I like to think of myself as an activist for mental health awareness, an empathetic wellness enthusiast, and a deeply honest person that is brave enough to share my vulnerabilities.
I studied psychology in college, taking as many classes as I could, from Neuroscience 101 to “Understanding Suicide”. I even spent a year working on a thesis project centered around bipolar disorder and the importance of mental health awareness and understanding.
Yet it has taken me 9 years to really, truly, put myself out there, without anonymity, and say that:
I have a mental illness.
Just kidding! I have several.
I suffer from major depressive disorder, generalized anxiety disorder, and an eating disorder (NOS: not otherwise specified — meaning in my specific case, I find it very hard to eat when stressed out or otherwise emotionally overwhelmed).
Stating this isn’t revolutionary. Hell, most of you reading this probably already know these things about me. But beyond that, more importantly, I can see and feel the tides beginning to change in the world around me. More and more people value taking care of their mental health, mindfulness, and mental health awareness in general. The dialogue is starting to move and I need to be a part of it.
Throughout the past 9 years, I have seen countless therapists and psychiatrists. I’ve tried more medications that I can remember. I even did a short stint at a great intensive outpatient facility after the end of a stressful 4 years of college, which helped me gain a healthy amount of weight. I’ve made small adjustments here or there to try and break my negative mental feedback loop and get myself help. Medication has helped. Binge watching Parks and Recreation has helped. Therapy has helped. But at a certain point, I have to help myself.
This is that point.
For the first time in those 9 years, I believe in myself. I believe I can learn to love myself. I believe I can make positive mental health changes and commit to them. I believe I can become a better version of myself. I. believe. in. myself.

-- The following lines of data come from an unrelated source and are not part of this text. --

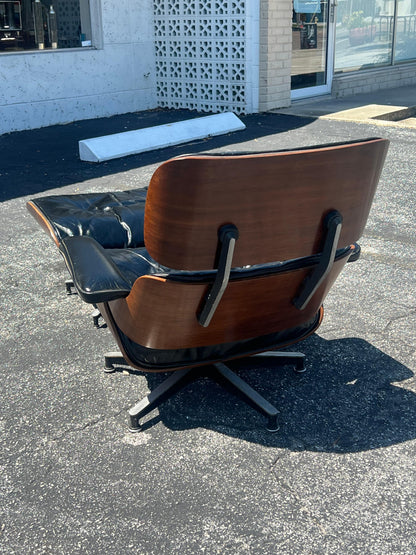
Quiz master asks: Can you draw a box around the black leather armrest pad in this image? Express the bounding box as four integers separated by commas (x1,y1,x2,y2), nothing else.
348,243,361,262
60,236,131,304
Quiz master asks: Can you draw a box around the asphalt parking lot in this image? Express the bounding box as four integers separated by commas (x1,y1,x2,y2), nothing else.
0,105,416,555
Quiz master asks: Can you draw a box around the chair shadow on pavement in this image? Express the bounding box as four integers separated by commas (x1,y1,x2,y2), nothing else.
137,334,416,453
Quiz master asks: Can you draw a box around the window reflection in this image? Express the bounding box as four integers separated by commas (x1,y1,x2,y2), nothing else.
335,0,394,71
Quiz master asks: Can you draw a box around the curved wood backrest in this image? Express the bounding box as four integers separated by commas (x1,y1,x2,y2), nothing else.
144,139,388,270
109,256,348,349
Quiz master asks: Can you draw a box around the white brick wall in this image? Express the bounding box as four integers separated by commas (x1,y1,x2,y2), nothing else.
0,0,156,134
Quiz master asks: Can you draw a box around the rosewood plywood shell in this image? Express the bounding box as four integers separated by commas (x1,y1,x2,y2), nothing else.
109,257,347,349
144,139,388,270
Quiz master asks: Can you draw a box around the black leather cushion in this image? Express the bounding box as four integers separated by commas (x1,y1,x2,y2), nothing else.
31,187,147,248
117,311,320,371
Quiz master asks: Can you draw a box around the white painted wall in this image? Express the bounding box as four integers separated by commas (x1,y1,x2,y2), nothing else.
0,0,156,134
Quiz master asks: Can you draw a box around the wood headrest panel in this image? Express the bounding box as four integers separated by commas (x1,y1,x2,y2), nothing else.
144,139,388,270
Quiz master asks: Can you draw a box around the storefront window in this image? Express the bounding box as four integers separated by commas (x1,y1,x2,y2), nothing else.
0,0,92,52
394,0,416,62
335,0,394,71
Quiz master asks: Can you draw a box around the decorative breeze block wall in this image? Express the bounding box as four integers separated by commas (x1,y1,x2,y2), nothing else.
153,0,259,114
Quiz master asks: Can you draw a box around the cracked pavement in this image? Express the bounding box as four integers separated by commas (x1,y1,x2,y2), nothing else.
0,111,416,555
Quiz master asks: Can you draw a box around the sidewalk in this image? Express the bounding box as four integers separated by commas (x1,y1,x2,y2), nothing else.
0,105,416,555
275,85,416,128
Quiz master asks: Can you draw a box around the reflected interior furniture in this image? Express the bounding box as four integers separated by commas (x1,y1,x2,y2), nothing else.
50,138,388,431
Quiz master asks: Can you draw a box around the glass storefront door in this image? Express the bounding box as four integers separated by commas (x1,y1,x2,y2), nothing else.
291,0,335,99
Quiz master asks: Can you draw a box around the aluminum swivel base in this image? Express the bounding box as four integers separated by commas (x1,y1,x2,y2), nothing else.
104,351,305,432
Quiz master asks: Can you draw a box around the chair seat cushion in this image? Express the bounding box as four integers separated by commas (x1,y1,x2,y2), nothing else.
27,187,147,248
116,307,323,372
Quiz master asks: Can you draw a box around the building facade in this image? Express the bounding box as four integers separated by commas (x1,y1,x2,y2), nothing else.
0,0,416,133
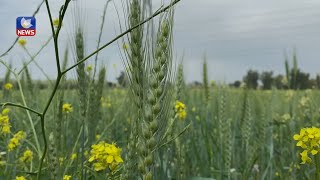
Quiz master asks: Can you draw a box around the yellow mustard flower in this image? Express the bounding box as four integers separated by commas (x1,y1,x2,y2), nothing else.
18,39,27,47
63,175,71,180
71,153,77,160
3,83,13,91
16,176,26,180
8,131,26,151
96,134,101,141
89,141,123,171
293,127,320,164
87,64,93,72
19,149,33,162
1,108,10,116
62,103,73,113
0,111,11,134
175,101,187,120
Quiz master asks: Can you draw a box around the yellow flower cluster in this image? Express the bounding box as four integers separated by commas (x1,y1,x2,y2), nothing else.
63,175,71,180
8,131,26,151
16,176,27,180
3,83,13,91
19,149,33,162
89,141,123,171
101,97,111,108
293,127,320,164
299,96,310,107
62,103,73,114
0,108,11,134
16,176,27,180
175,101,187,120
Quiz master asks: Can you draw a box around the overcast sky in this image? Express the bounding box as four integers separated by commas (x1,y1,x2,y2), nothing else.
0,0,320,82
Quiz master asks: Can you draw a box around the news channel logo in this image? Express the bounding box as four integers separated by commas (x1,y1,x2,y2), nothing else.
16,17,36,36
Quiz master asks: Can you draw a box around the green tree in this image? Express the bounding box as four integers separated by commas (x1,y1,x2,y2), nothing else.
243,69,259,89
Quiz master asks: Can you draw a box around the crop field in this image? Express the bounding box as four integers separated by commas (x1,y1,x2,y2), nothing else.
0,0,320,180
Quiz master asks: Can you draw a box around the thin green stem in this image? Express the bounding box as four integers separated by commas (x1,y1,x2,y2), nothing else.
17,36,52,75
0,102,41,116
62,0,181,74
314,154,320,180
0,60,41,156
37,0,181,180
23,47,52,85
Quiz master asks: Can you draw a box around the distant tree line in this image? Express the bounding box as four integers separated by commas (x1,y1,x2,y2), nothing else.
230,53,320,89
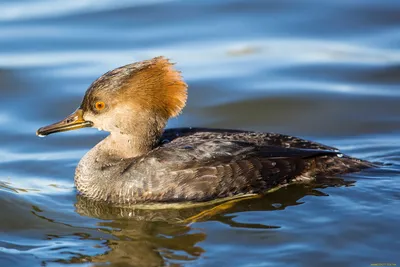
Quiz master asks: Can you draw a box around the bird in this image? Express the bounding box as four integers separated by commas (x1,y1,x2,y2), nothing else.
36,56,374,206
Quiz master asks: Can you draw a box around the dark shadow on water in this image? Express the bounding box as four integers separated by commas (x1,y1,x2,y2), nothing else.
57,178,352,266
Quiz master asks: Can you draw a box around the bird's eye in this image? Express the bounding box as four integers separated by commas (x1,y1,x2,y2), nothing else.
95,101,106,111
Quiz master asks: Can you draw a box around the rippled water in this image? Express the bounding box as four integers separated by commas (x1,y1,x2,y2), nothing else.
0,0,400,266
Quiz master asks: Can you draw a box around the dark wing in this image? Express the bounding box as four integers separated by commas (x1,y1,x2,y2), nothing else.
161,128,338,152
136,140,337,201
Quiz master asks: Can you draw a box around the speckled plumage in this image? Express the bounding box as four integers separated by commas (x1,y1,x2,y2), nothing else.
37,57,373,205
75,128,372,205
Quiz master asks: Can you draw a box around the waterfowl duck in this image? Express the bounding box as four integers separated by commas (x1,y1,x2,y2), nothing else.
37,57,373,205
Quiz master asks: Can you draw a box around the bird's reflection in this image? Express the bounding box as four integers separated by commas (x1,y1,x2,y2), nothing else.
75,179,349,266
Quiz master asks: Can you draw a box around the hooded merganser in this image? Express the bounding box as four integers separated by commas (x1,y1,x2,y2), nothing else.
37,57,373,205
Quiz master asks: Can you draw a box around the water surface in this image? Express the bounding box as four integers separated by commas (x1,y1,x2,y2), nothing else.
0,0,400,267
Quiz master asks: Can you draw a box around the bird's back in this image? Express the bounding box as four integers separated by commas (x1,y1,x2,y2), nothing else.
115,128,372,202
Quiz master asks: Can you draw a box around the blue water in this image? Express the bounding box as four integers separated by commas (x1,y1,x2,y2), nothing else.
0,0,400,267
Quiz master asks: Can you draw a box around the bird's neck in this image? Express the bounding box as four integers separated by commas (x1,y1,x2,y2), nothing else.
95,114,166,159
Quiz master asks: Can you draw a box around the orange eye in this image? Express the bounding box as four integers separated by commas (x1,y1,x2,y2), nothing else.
95,101,106,111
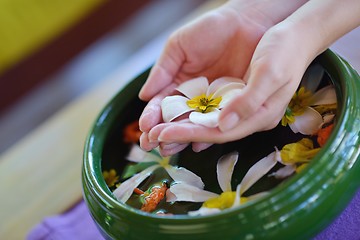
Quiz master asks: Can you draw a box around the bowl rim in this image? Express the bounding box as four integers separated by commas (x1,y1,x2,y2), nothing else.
82,49,360,223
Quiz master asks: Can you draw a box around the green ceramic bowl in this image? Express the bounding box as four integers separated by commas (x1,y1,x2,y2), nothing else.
82,50,360,240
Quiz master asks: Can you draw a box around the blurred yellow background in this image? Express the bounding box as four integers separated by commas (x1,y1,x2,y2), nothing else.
0,0,105,74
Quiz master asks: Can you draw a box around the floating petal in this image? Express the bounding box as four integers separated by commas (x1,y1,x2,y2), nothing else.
289,107,323,135
113,165,160,203
126,144,162,162
166,183,219,202
216,152,239,192
165,165,205,189
310,85,337,106
269,164,296,179
240,151,280,196
161,95,193,122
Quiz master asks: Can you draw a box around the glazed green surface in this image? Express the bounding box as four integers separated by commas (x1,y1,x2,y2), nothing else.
82,50,360,240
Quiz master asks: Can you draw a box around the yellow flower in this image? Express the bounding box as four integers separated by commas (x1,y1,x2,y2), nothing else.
281,87,312,126
102,169,119,187
186,94,222,113
280,138,320,164
161,77,245,128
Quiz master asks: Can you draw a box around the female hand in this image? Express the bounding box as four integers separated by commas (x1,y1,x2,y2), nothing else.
139,0,305,155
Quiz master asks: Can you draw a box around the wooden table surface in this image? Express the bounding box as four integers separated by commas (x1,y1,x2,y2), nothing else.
0,0,360,239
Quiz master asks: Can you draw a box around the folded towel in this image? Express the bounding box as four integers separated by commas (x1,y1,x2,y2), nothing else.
27,191,360,240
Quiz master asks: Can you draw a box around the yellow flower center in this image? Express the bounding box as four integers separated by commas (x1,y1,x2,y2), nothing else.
281,87,313,126
280,138,320,164
159,157,170,168
186,94,222,113
203,192,247,210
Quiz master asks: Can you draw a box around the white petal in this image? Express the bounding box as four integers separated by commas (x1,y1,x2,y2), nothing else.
231,183,241,208
240,151,278,196
189,109,220,128
247,192,269,201
126,144,161,162
113,165,160,203
268,164,296,179
176,77,209,99
310,85,337,106
166,183,219,202
165,166,205,189
161,95,193,122
188,207,221,216
301,64,324,93
219,88,242,109
289,107,323,135
216,152,239,192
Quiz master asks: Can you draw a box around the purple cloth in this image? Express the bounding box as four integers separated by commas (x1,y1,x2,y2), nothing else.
26,201,104,240
27,191,360,240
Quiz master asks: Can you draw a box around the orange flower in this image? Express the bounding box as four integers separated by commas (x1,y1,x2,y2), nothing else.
124,121,141,143
141,184,168,212
317,124,334,147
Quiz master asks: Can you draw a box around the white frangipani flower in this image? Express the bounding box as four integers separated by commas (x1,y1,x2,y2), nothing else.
166,152,279,215
281,65,337,135
161,77,245,128
113,144,204,203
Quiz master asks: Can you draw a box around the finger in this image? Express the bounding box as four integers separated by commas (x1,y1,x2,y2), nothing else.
192,142,213,152
140,133,159,151
160,143,189,157
219,60,289,127
139,33,185,101
158,84,295,143
158,123,224,143
139,83,176,132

Writing these words makes me cry. They make me cry because I have always had a loving network of friends and family who have believed in me, supported me, and helped me achieve the things I have to be grateful for today. Yet for some reason, I could never find it possible to believe in myself. I cry for the realization that I have had so much love thrown at me, and am only now choosing to accept it as truth.
This blog will chronicle my journey as I try new and different ways of bettering my mental health. Please be mindful that as I do these things, I am continuing to take medication, see a therapist, and see a psychiatrist. These explorations are merely meant to test ways of better taking care of myself, with the hopes that it will also help someone else, even just one person, live a better day. I will probably also make some stupid jokes.